How the Visa Bulletin works
Every month the U.S. Department of State publishes the Visa Bulletin, the schedule that decides when a green card number is available for your category and country of birth. The checker above reads the latest one, so you can enter your priority date and see where you stand, how the cutoff moved this month, and a plain-language estimate of when your date may become current.
Final Action Dates vs Dates for Filing
The bulletin shows two charts each month, and they answer different questions. Knowing which one applies to you is half the battle.
Final Action Dates
Final Action Dates tell you when a green card can actually be approved and issued. When your priority date is earlier than the Final Action cutoff for your category and country, a visa number is available and your case can be completed.
Dates for Filing
Dates for Filing tell you the earliest point at which you may submit your application or send documents, often months before a number is truly available. Each month USCIS decides which of the two charts adjustment-of-status applicants may use, and it can pick a different chart for family cases than for employment cases.
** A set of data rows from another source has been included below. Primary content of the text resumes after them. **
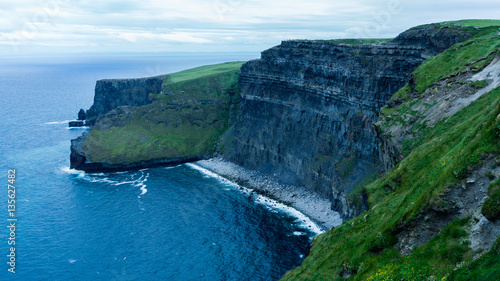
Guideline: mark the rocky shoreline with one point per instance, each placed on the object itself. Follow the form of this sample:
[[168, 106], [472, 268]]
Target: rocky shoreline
[[310, 204]]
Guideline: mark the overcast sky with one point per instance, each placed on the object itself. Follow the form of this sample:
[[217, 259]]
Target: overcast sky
[[41, 27]]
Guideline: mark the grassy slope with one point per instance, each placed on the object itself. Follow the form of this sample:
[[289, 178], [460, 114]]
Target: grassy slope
[[186, 122], [363, 246]]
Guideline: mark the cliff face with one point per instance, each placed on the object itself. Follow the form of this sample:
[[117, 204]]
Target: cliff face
[[112, 93], [307, 111], [182, 124]]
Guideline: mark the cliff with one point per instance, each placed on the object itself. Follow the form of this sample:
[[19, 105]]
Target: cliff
[[306, 117], [307, 110], [112, 93], [180, 124]]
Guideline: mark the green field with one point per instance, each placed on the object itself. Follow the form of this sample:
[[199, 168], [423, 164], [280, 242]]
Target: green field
[[186, 122], [203, 71], [476, 23]]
You will also see two letters in the tables. "C" means current: numbers are available for everyone in that row regardless of priority date. "U" means unavailable: no numbers are being issued for that row this month.
The strict rule: One rule trips people up: being current means your priority date is strictly earlier than the cutoff. A priority date that exactly matches the cutoff is not current yet. You become current once the cutoff moves past your date.